また、DumpCacheHandlerMock()
で格納されたハッシュをそのまま読み出せるようにすることで、テスト側でデータの検証をしやすくしたり、 ResetCacheHandlerMock()
でデータを容易に初期化できるようにしています。
以降はCacheHandlerを通じてキャッシュを実装する関数の例です:
package mycache
import(
"fmt"
)
func AsyncSet(key string, input int) (err error) {
var h = CurrentCacheHandler()
// 非同期書き込みされる例
go func() {
time.Sleep(10 * time.Millisecond) // 他にいろんな処理があって書き込みに時間がかかるとする…
h.Set(key, input)
}
}
サンプルとして非同期書き込みを行う例として AsyncSet
という関数を実装しています。この関数は、goroutineでいくらか重い処理を行いつつ、キャッシュに引数で与えられたキーと値をセットするものです。
CurrentCacheHandler()
を通じてハンドラオブジェクトを取得し、それを通じて値をセットするようになっています。
このとおり実装側はシンプルなコードになります。
package mycache_test
import (
"mycache"
"testing"
"time"
. "gopkg.in/check.v1"
)
func Test(t *testing.T) { TestingT(t) }
type CacheSuite struct{
cacheHandlerMock *mycache.CacheHandlerMock
}
var _ = Suite(&CacheSuite{})
func (s *CacheSuite) SetUpSuite(c *C) {
// モックアップを作成してRegister
s.cacheHandlerMock = &mycache.CacheHandlerMock{
DataWriteDuration: 10 * time.Millisecond,
DataWriteChan: make(chan int),
}
mycache.RegisterCacheHandler(cacheHandlerMock)
}
func (s *CacheSuite) SetUpTest(c *C) {
// モックのデータを初期化
mycache.ResetCacheHandlerMock()
}
func (s *CacheSuite) TestAsyncSet(c *C) {
// 正常
AsyncSet("foo", 10)
var timeout = time.After(50 * time.Millisecond) // ちょっと長めに待つ
select {
case <-timeout:
c.Fatal("action is not completed.")
case <- s.cacheHandlerMock.DataWriteChan // 終わったら知らせてもらえるはず
}
var mockdata = DumpCacheHandlerMock()
c.Assert(mockdata["foo"], Equals, 10)
}
上記がテスト用のコードです。 SetUpSuite()
でモックアップオブジェクトを構築して、使用するキャッシュハンドラとして登録しています。
TestAsyncSet
で前出の AsyncSet
を呼び出して実際にキャッシュされるかテストしています。モックオブジェクトに書き込み完了のチャンネルを持たせて、それを待つようにしたことで、書き込み完了を待って値の検証を行えるようにしています。

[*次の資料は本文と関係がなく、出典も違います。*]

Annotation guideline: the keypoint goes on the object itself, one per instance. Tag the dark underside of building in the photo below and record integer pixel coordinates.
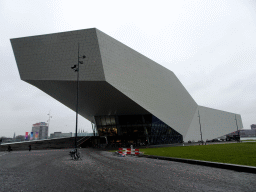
(136, 129)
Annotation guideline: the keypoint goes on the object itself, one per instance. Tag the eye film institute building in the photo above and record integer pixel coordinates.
(127, 96)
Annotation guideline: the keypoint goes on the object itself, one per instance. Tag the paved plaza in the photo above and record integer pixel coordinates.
(53, 170)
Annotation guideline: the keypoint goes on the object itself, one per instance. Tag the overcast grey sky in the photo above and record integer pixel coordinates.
(209, 44)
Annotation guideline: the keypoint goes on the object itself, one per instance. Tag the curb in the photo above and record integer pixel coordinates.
(234, 167)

このように、インターフェースを活用してモックオブジェクトを作成することで、基本部分のコードを簡潔に保ちつつ、テストしたい対象のロジックをテストすることができます。
まとめ
gocheckを使うことで、シンプルさを保ちつつ、Goのテスティングフレームワークを拡充できます。
また、テストで必要となるモックオブジェクトの構築方法について、ライブラリを使う方法と、自前でモックオブジェクトを構築して活用する方法について触れました。
以上、実際の開発の参考になりましたら幸いです!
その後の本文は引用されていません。